You are viewing a plain text version of this content. The canonical link for it is here.

Posted to dev@httpd.apache.org by Justin Erenkrantz <je...@ebuilt.com> on 2001/09/05 10:42:46 UTC

[PATCH] Potential replacement for find_start_sequence...

I'm not totally sure I'm sold on this approach being better.  But,
I'm not sure that it is any worse either.  Don't have time to
benchmark this right now.  I'm going to throw it to the wolves and 
see what you think.  

Basically, replace the inner search with a Rabin-Karp search (which 
seemed to best describe whatever OtherBill posted - I read what you 
posted and then I looked through my books and this seems to be the 
closest one to whatever you were describing - it uses a hash value
- it's probably not even close to what you had in mind).
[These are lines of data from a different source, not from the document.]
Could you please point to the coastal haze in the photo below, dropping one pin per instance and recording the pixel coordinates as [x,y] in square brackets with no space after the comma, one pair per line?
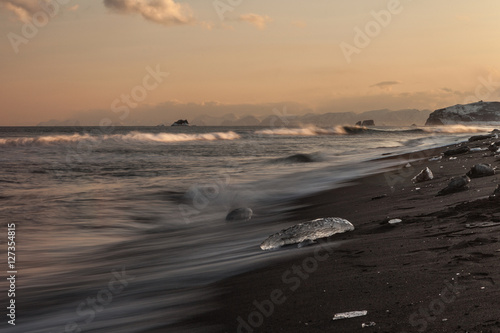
[149,148]
[246,58]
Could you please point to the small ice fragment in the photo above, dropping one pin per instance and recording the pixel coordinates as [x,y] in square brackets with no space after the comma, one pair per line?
[347,315]
[307,231]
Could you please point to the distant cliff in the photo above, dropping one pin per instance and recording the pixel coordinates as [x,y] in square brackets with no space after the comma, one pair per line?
[479,112]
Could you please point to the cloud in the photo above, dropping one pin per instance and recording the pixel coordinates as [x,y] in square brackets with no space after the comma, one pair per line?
[299,24]
[258,21]
[74,8]
[386,85]
[166,12]
[23,9]
[463,18]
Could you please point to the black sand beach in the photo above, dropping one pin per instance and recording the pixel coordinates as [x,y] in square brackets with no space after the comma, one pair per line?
[436,271]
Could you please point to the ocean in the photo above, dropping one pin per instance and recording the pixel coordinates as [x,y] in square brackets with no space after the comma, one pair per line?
[123,229]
This patch also handles the "leftover" case independently (why there 
is a new function as a portion of the code gets called twice).  (Too
bad we don't have a "super-bucket" that would allow a portion of a
bucket to get added to another bucket.  If this were there, a lot of
code could be simplified throughout the server, I think...)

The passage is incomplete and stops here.